Do people still dance together? I know i'm out of it here in the sticks but I haven't seen anyone dance for many, many years! Bars are for drinking. Clubs where you used to dance are gone away.
Are any of you old enough to remember the waltz, Foxtrot, swing, tango?
My favorite were the latin dances, especially the rumba and the samba!
Then disco came in. This IMO was the death of music for awhile. Good musicians, all over the country, couldn't get work because of the piped-in electronic
"stayin alive"stuff. Not only was real music dead but dancing was dead. Well, Dancing with a partner, I should say.
Do any of you still dance? Do live bands still exist out there?
Dancing in the sense that you are describing was dead well before disco, though as you say, the onset of disco did kill off a lot of musicians' jobs.
In the 1960s there were shows such as American Bandstand, Thaxton's Hop, and others in which people didn't dance.
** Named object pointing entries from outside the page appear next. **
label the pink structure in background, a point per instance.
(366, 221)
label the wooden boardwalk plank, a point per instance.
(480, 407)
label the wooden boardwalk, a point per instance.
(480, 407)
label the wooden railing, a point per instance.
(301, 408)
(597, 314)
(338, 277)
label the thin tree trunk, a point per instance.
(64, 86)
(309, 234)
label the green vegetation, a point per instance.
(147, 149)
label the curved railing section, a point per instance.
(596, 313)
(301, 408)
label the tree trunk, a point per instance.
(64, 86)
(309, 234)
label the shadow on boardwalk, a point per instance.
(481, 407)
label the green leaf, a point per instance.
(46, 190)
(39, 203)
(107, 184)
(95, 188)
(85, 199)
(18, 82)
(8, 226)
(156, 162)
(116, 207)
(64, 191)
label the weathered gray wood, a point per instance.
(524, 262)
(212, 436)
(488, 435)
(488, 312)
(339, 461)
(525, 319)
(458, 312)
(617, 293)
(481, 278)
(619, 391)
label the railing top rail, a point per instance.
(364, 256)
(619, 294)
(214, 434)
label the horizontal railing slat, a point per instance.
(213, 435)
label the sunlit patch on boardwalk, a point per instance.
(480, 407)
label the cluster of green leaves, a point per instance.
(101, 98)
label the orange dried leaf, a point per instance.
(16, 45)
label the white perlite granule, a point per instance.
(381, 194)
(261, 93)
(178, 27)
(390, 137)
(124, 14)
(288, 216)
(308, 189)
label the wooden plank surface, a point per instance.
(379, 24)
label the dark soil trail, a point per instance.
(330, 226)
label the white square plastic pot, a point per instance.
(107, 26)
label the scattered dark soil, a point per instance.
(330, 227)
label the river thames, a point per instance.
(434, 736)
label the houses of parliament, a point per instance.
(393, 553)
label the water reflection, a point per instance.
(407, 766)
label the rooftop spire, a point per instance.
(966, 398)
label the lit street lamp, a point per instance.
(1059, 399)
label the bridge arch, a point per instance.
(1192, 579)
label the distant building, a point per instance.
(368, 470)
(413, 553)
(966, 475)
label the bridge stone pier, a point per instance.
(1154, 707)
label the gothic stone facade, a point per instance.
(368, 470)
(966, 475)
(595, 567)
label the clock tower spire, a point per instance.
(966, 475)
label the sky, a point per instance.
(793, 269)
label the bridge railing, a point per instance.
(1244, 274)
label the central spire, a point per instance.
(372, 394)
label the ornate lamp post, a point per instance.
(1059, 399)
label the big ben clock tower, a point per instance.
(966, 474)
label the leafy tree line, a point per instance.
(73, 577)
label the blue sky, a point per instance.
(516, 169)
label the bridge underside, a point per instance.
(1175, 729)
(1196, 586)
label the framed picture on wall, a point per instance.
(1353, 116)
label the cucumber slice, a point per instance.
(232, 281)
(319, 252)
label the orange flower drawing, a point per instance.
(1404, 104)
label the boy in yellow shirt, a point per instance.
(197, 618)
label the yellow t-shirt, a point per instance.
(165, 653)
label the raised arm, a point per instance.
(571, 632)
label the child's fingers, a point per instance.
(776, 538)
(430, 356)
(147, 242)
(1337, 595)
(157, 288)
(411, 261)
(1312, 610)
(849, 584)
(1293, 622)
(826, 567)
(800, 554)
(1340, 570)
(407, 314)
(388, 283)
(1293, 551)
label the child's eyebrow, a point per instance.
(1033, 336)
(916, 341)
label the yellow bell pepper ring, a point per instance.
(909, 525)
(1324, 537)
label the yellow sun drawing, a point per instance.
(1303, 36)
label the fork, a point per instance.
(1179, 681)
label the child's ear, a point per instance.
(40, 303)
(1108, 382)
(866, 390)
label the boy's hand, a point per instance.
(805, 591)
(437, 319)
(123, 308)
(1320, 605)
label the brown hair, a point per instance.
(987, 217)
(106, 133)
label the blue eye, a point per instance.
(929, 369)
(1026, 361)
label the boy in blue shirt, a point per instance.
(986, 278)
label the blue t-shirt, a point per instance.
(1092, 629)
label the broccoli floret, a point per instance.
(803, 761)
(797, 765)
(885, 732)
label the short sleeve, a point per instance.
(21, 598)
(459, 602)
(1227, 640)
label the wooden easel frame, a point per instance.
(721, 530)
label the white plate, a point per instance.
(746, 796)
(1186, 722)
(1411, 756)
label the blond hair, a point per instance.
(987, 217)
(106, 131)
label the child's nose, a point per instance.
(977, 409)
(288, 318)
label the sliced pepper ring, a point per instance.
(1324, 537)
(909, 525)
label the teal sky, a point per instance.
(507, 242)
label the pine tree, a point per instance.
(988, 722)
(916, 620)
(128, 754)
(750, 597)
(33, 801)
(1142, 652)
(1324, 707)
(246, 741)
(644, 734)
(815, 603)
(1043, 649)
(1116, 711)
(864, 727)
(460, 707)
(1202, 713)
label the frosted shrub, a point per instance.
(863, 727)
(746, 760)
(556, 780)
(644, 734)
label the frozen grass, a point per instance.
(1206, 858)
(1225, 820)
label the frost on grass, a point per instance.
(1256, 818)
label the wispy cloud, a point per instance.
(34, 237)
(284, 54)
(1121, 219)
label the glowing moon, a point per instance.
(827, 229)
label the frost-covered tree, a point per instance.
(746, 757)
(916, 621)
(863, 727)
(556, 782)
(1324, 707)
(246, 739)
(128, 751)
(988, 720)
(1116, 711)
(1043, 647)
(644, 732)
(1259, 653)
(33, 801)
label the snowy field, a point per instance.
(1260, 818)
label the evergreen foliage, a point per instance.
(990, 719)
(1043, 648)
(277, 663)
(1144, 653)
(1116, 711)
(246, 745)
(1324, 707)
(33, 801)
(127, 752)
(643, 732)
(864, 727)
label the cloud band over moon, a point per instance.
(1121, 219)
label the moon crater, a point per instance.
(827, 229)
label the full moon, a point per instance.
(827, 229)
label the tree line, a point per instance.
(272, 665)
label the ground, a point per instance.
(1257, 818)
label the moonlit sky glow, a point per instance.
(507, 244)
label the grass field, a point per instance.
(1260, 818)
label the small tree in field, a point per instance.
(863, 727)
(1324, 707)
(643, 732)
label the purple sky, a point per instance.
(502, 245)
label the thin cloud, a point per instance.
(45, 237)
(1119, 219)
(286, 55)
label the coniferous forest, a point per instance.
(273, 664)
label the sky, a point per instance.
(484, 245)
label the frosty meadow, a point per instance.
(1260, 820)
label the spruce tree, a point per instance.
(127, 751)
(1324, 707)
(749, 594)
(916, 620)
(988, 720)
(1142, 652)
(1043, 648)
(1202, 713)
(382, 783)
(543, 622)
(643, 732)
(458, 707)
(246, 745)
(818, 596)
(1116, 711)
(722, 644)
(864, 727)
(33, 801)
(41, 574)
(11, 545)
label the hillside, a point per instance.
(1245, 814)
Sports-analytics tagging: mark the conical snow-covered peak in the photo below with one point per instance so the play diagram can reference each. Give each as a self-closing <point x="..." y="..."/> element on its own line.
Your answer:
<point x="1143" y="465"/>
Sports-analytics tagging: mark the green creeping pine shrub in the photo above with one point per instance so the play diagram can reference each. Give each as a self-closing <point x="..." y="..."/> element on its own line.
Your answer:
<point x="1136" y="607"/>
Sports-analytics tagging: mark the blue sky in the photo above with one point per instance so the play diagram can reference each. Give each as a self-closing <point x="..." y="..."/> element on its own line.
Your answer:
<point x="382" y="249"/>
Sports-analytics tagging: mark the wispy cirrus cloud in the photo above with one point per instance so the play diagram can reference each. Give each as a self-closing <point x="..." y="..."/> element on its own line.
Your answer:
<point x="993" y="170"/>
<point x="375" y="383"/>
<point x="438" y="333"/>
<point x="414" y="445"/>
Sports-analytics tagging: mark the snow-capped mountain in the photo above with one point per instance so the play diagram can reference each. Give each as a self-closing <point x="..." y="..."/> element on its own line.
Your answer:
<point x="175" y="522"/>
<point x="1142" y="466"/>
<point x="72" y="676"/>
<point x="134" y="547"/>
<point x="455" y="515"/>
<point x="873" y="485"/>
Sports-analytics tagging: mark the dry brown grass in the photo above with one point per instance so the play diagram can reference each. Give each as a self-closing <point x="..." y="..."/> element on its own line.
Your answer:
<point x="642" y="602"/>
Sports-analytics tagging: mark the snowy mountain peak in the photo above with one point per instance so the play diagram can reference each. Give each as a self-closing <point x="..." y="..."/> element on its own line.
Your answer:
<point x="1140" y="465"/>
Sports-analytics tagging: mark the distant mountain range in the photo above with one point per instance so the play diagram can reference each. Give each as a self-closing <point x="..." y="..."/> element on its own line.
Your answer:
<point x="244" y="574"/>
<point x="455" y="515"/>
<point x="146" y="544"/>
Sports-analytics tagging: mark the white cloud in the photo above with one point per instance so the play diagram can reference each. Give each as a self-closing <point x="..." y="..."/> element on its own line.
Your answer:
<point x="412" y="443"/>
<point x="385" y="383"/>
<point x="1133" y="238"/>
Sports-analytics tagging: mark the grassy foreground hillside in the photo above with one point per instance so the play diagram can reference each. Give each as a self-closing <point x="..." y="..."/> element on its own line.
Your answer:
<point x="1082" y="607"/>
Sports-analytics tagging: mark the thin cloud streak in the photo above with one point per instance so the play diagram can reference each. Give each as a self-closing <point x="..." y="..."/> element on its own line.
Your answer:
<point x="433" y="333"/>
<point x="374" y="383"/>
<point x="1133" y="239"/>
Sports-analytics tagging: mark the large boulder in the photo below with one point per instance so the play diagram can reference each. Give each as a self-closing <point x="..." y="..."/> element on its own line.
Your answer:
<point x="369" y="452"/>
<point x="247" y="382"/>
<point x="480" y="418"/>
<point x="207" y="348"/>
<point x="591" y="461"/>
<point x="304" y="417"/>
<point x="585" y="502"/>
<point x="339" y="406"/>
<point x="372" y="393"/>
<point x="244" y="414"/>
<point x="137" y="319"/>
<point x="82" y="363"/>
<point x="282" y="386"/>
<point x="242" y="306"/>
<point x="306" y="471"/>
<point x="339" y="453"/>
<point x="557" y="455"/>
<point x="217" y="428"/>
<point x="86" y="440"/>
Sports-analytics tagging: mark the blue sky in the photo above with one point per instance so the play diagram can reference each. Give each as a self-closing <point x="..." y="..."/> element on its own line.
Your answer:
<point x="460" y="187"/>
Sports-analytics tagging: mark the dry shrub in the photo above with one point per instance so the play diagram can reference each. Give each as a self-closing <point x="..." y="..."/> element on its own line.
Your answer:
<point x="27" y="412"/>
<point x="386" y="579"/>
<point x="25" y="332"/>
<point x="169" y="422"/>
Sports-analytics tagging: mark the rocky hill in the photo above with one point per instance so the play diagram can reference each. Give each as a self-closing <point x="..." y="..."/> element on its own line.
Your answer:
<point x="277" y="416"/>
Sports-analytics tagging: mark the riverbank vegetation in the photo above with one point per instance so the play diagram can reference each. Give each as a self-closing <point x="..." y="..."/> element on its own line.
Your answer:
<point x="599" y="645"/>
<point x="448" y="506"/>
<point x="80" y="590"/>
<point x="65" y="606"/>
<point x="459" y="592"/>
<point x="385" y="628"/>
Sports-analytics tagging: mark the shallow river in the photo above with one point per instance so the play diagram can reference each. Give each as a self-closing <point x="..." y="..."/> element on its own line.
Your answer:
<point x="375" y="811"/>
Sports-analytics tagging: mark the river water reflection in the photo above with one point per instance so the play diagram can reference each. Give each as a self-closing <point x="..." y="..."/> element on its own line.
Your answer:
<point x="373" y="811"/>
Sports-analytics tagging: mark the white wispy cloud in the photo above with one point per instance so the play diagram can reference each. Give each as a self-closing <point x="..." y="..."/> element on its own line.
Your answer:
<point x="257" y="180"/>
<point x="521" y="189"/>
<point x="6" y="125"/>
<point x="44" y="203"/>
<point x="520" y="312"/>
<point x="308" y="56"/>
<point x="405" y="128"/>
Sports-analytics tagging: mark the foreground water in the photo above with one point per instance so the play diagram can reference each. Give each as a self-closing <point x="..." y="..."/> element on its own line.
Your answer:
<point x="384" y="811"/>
Instead, they just wiggled at each other.
On the other hand, I know some people who are really into ballroom dancing and some even compete nationally. It seems to be a VERY expensive hobby unless you are strictly local amateur taking inexpensive classes. From what I can tell, even that is a lot of fun and a great way to socialize.
When I was growing up and those dance programs in which people just wiggled at each other were popular, square dancing was certainly alive and well among the older crowd.
As for musicians and disco. I was working full time as a musician, playing Holiday Inns, resorts, and supper clubs at the tail end of that era and just as disco was starting to gain ground. Clubs could hire a DJ to just play records, and later, CDs, instead of hiring a live band. I had decided to get out of that life style and settle down at just the right time, but a lot of folks who had committed their careers to that kind of touring, really got short-changed.
The big band players became like a specialized art form that developed into a nice niche for those who stuck with it, though financially it was certainly tough going for them. They began playing concerts instead of dances. I remember going to see several of these when they came through town. The kind of musician I was, and those along with me (or me with them) were on the road all the time playing music to dance to in the forum of then current pop tunes and, in the nice supper clubs, standards, but not to the skill level that the big band musicians were. We were more "jobbers" while those guys were artists, at least in my personal opinion and observation. I was glad to see that at least some of these big band people were able to find a niche when that music was no longer a mainstay in our culture.
But, then, these kinds of sweeping changes come and affect a lot of people. Consider how technology is changing the work landscape today as has been discussed in some recent threads. A lot of jobs that get replaced or changed by technology don't, unfortunately create the new jobs outside technology, just as not everybody wants to be a DJ. I certainly have no interest in that. Part of being a musician is developing a real skill playing one or more instruments, arranging tunes, etc.
So this post isn't disagreeing with you, but instead fully agreeing and adding to it, which is why I quoted it.